Excellent question, and one I've personally struggled with for some time.
I'd like to offer two very different answers that aren't necessarily congruent, if you'll permit me.
The first is the orthodox Lutheran answer. Confessional Lutheranism is insistent that there is an absolute difference between the revealed God and the hidden God. God revealed is God in his grace, mercy, and forgiveness known through his promises and acts of redemptive in history and the scriptures. God hidden is God sought out on human initiative through intellectual inquiry who can only be known in his wrath and condemnation. Therefore, any knowledge of God that comes apart from the scriptures can only ultimately lead to a knowledge of God that provides no balm for guilty consciences.

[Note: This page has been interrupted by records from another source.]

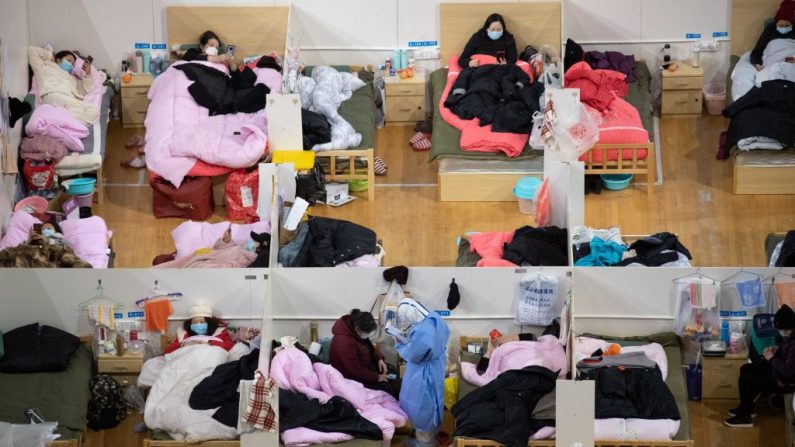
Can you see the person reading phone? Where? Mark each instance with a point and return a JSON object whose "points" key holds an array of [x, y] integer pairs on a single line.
{"points": [[493, 39]]}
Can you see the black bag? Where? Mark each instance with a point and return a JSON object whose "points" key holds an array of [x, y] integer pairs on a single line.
{"points": [[107, 408], [312, 185]]}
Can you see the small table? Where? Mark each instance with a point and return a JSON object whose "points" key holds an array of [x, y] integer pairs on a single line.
{"points": [[405, 98], [134, 100], [681, 94]]}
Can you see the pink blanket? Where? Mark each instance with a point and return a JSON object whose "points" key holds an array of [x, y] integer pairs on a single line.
{"points": [[546, 352], [179, 132], [293, 371], [58, 123], [475, 138]]}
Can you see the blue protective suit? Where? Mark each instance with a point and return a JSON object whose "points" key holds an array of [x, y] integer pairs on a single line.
{"points": [[422, 391]]}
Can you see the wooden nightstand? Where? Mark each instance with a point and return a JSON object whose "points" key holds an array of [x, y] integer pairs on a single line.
{"points": [[682, 91], [719, 376], [124, 369], [405, 99], [134, 101]]}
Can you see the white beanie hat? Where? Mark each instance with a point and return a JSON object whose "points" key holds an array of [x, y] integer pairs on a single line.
{"points": [[410, 312], [201, 310]]}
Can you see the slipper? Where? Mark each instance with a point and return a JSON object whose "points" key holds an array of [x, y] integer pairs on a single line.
{"points": [[135, 141], [136, 162], [379, 166], [423, 145]]}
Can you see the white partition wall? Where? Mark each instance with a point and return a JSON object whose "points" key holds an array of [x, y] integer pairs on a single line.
{"points": [[53, 296], [634, 301], [303, 295]]}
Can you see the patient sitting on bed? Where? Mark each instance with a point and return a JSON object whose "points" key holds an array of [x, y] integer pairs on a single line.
{"points": [[780, 29], [60, 84], [201, 327], [492, 40], [209, 46]]}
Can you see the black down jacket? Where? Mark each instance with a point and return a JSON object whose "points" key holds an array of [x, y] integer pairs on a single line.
{"points": [[331, 242], [538, 246], [500, 95], [638, 393], [500, 411], [222, 94], [766, 111]]}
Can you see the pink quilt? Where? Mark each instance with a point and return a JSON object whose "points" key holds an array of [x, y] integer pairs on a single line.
{"points": [[293, 371], [58, 123], [475, 138], [179, 132], [546, 352]]}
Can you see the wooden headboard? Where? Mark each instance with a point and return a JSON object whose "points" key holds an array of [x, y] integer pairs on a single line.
{"points": [[254, 30], [531, 23], [747, 19]]}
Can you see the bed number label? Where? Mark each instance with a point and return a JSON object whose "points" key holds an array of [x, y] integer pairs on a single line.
{"points": [[423, 43]]}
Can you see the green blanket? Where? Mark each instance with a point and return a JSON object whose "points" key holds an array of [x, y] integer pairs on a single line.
{"points": [[61, 396]]}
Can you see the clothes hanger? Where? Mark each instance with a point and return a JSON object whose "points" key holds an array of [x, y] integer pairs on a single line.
{"points": [[99, 295], [698, 274], [157, 293], [742, 270]]}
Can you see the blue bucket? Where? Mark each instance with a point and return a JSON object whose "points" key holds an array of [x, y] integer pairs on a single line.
{"points": [[616, 182]]}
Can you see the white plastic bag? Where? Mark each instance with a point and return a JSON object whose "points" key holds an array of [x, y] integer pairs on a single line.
{"points": [[537, 299]]}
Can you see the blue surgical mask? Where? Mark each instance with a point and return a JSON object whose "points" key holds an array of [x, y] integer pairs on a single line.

Ok, now that that's out of the way to satisfy my fellow Lutherans... I think Eucharistic and Marian apparitions within the Catholic Church are entirely valid, because the Eucharist is Christ on earth and Mary is actively interceding for her Son's body, the church, and we should expect nothing less.
Wait, what?
Oh, yes. As a Lutheran, I firmly believe that the Eucharist is Christ's body and blood, and if Christ chooses to reveal the hidden reality of his physical presence in the sight of his faithful, that is his prerogative. And as an evangelical catholic (another and more accurate term for Lutheran), I absolutely believe that Queen Mary is in heaven attending her Son, and if he wishes to use her to further his mission to redeem the world by making her concern for his faithful known, then that too is his prerogative. I'm perfectly comfortable with both.
Do I think every instance of Marian and Eucharistic apparitions are valid? No, of course not, and I doubt that every instance are considered valid among Catholics. But many surely are, and that causes me no trouble either as a Lutheran nor as an evangelical catholic.